Split the original path in two.

It’s a little different from path compression, which is the find method.

/** * Path Splitting of QuickUnion rank * 

* Rewrite find */

public class UnionFind_QU_R_PS extends UnionFind_QU_R { protected UnionFind_QU_R_PS(int capacity) { super(capacity); } @Override public int find(int v) { rangCheck(v); while(parents[v] ! = v) {// Find the root node // Keep the parent node first int p = parents[v]; //v points to its grandparent node parents[v] = parents[parents[v]]; v = p;2->4->6... } returnparents[v]; }}Copy the code

Path Halving

This is actually similar to path splitting, just another optimization of path compression.

Halve path: Make every other node on the path point to its grandfather.
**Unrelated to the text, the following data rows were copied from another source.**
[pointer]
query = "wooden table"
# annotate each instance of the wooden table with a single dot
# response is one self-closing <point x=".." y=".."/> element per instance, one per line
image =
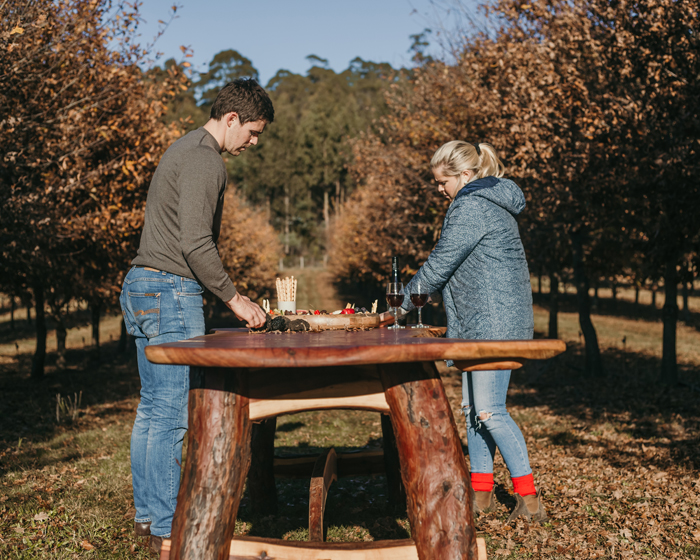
<point x="239" y="378"/>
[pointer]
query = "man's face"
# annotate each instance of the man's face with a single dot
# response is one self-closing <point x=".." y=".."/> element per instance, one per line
<point x="240" y="136"/>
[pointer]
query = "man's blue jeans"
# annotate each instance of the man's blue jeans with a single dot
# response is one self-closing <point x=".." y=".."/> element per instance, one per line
<point x="489" y="424"/>
<point x="159" y="307"/>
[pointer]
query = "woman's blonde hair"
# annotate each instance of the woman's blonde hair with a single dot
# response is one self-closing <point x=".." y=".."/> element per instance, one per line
<point x="458" y="156"/>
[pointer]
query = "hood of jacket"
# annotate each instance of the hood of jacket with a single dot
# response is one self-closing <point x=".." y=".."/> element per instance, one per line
<point x="502" y="192"/>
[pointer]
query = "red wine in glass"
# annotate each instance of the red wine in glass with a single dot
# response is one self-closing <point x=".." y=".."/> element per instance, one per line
<point x="394" y="297"/>
<point x="419" y="299"/>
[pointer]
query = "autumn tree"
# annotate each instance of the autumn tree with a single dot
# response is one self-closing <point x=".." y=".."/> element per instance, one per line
<point x="299" y="170"/>
<point x="80" y="134"/>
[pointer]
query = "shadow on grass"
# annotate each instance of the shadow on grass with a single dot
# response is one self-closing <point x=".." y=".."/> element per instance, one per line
<point x="654" y="423"/>
<point x="356" y="509"/>
<point x="28" y="406"/>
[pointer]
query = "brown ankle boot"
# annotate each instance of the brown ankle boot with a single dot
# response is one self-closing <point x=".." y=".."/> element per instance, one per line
<point x="483" y="502"/>
<point x="529" y="507"/>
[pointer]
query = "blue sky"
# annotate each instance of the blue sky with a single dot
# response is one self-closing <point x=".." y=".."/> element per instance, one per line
<point x="280" y="34"/>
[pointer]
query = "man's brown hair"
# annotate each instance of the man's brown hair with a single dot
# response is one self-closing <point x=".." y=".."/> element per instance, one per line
<point x="245" y="97"/>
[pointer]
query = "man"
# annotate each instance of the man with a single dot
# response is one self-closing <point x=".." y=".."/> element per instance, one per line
<point x="161" y="297"/>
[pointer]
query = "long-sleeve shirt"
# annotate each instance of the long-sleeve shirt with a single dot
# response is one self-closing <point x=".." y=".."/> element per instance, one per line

For example, the name is reduced to half of the original path length.

/** * QuickUnion rank * 

* rewrite find */

public class UnionFind_QU_R_PH extends UnionFind_QU_R { protected UnionFind_QU_R_PH(int capacity) { super(capacity); } @Override public int find(int v) { rangCheck(v); while(parents[v] ! = v) {// Find the root node //v points to its grandparent node parents[v] = parents[parents[v]]; v = parents[v];/ / 1 - > 3 - > 5... } returnparents[v]; }}Copy the code

conclusion

3 million values were randomly generated to compare the optimized performance

[UnionFind_QU_S] start optimization based on Size:22:32:10.819The end:22:32:12.943Time:2.123Seconds -- -- -- -- -- -- -- -- -- -- -- -- -- -- -- -- -- -- -- -- -- -- -- -- -- -- -- -- -- -- -- -- -- -- -- -- -- optimization based on Rank UnionFind_QU_R 】 【 begins:22:32:12.971The end:22:32:14.849Time:1.878Seconds -- -- -- -- -- -- -- -- -- -- -- -- -- -- -- -- -- -- -- -- -- -- -- -- -- -- -- -- -- -- -- -- -- -- -- -- -- + path optimization based on Rank UnionFind_QU_R_PC 】 【 compression begins:22:32:14.861The end:22:32:16.425Time:1.564Seconds -- -- -- -- -- -- -- -- -- -- -- -- -- -- -- -- -- -- -- -- -- -- -- -- -- -- -- -- -- -- -- -- -- -- -- -- -- based on Rank optimization + UnionFind_QU_R_PS 】 【 path splitting begins:22:32:16.431The end:22:32:18.008Time:1.577Seconds -- -- -- -- -- -- -- -- -- -- -- -- -- -- -- -- -- -- -- -- -- -- -- -- -- -- -- -- -- -- -- -- -- -- -- -- -- based on Rank optimization + UnionFind_QU_R_PH 】 【 path in half to start:22:32:18.024The end:22:32:19.568Time:1.544Seconds -- -- -- -- -- -- -- -- -- -- -- -- -- -- -- -- -- -- -- -- -- -- -- -- -- -- -- -- -- -- -- -- -- -- -- -- -- the Process finished with exit code0

Copy the code

The test code is as follows:

public class UninFindMain {
    static final int count = 3000000;

    public static void main(String[] args) {
// testTime(new UnionFind_QF(count));
// testTime(new UnionFind_QU(count));
        testTime(new UnionFind_QU_S(count));
        testTime(new UnionFind_QU_R(count));
        testTime(new UnionFind_QU_R_PC(count));
        testTime(new UnionFind_QU_R_PS(count));
        testTime(new UnionFind_QU_R_PH(count));
    }

    static void testTime(UnionFind uf) {
        uf.union(0.1);
        uf.union(0.3);
        uf.union(0.4);
        uf.union(2.3);
        uf.union(2.5);

        uf.union(6.7);

        uf.union(8.10);
        uf.union(9.10);
        uf.union(9.11); Asserts.test(! uf.isSame(2.7));

        uf.union(4.6);

        Asserts.test(uf.isSame(2.7));

        Times.test(uf.getClass().getSimpleName(), () -> {
            for (int i = 0; i < count; i++) {
                uf.union((int) (Math.random() * count),
                        (int) (Math.random() * count));
            }

            for (int i = 0; i < count; i++) {
                uf.isSame((int) (Math.random() * count),
                        (int) (Math.random() * count)); }}); }}Copy the code

You are advised to use path splitting, path compression, path halving and Rank based optimization. The time complexity can reach O(α(n)), α(n)<5.